From Deseret News archives:
BYU grad wins $320K scholarship to Columbia
PROVO — Unlike many of her Brigham Young University graduating peers, Steffanie Kuehn knows exactly where she'll be and what she'll be doing for the next five years, having parlayed an Internet search and online inquiry into a five-year, $320,000 post-graduate scholarship to Columbia University.
The 21-year-old's full-ride scholarship — good through a doctorate degree in biomedical engineering at Columbia's Laboratory for Intelligent Imaging and Neural Computing — will have her working on developing bionic limbs designed to interact with an amputee's brain.
All this on a BYU undergraduate degree in electrical engineering and Kuehn's admitted limited scholarship in biological and medical fields — and a far cry from her "dream job" as a National Geographic photographer.
"But it's something I want to do — and I'm going to do it," Kuehn said of biomedical engineering, drawing on her successful engineering, science and mathematics backgrounds.
OK, it takes more than mere Web surfing and e-mail to earn such a prestigious postgraduate honor — Kuehn also brings outstanding performances in BYU senior projects and internships and stellar grades sustained after arriving in Provo from Gilbert, Ariz., with a perfect 1600 SAT score and a 4.0 GPA.
Also in her favor in making a jump to biomedical engineering is that she'll be studying and working under laboratory director Paul Sajda, whose own undergraduate degree was in electrical engineering.
"I was impressed with the breadth and depth of Steffanie's research projects at BYU," Sajda said. "She has an excellent background in hands-on, cutting-edge engineering.

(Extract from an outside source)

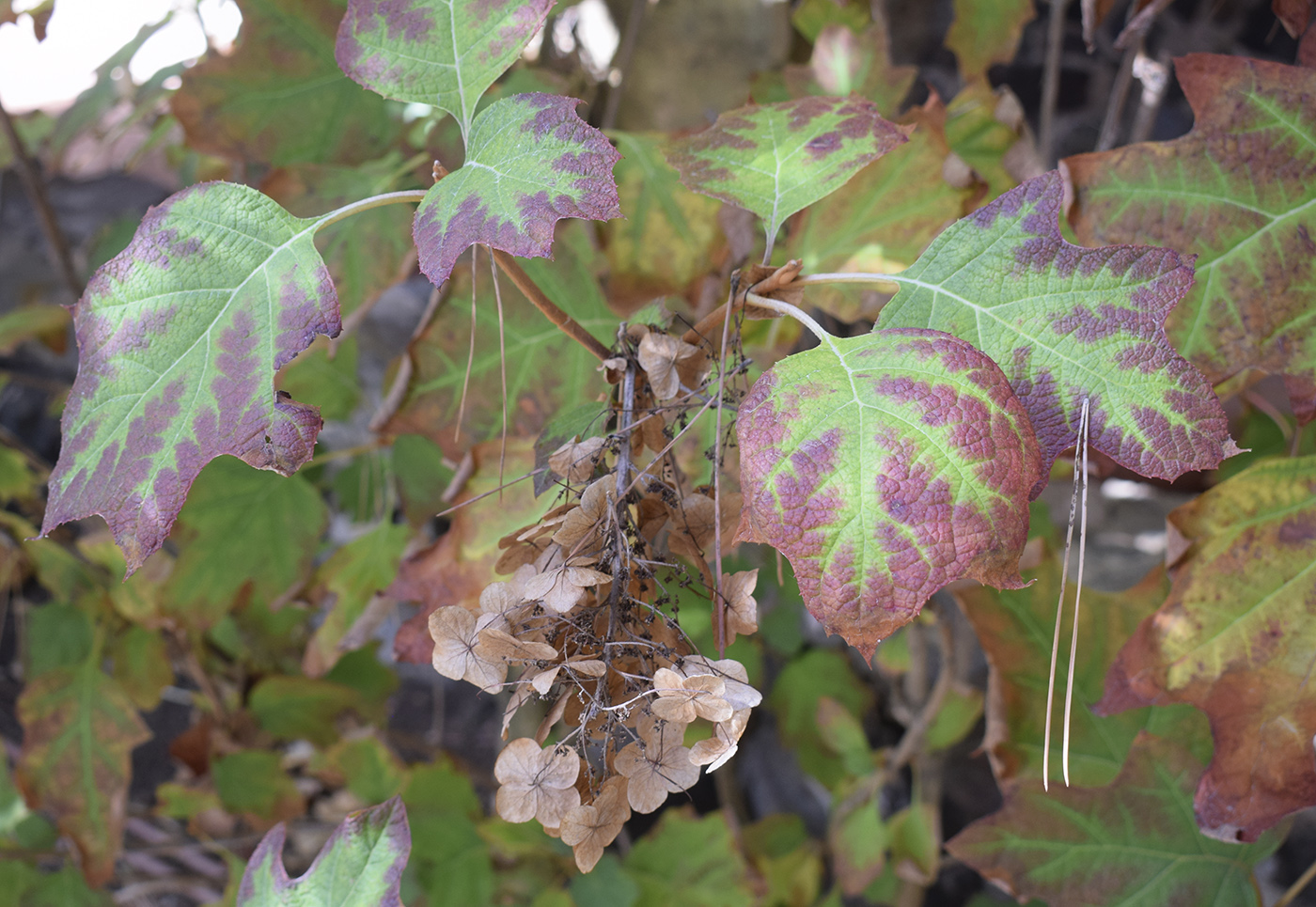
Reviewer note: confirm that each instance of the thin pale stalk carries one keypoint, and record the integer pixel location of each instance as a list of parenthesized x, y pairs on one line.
[(1078, 591), (1056, 640), (470, 362), (502, 367)]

It is very impressive, considering she's just an undergrad."
Her work will involve the development of prosthetic limbs that, connected to brain activity, will move or act like natural limbs as well as the modifying of spinal cords to help paralyzed patients receive brain signals and forward them to immobilized body parts. Most current research is being done with animals rather than humans.
The opportunity already has become a personal passion that provides "creativity with impact," she said, adding "the brain is the fascinating part of the body."
At BYU, her senior project was to create a quadrotor aerial vehicle used in tracking a moving target; she wrote her own software, allowing her team's small computer processor to reach its full efficiency. And her internship with NASA's Robotics Group involved working on the vision system for future planetary rovers.
Of her four top post-graduate options, Harvard and UC Berkeley wanted her to remain in electrical engineering disciplines, while Columbia and UCLA offered brain-related pursuits.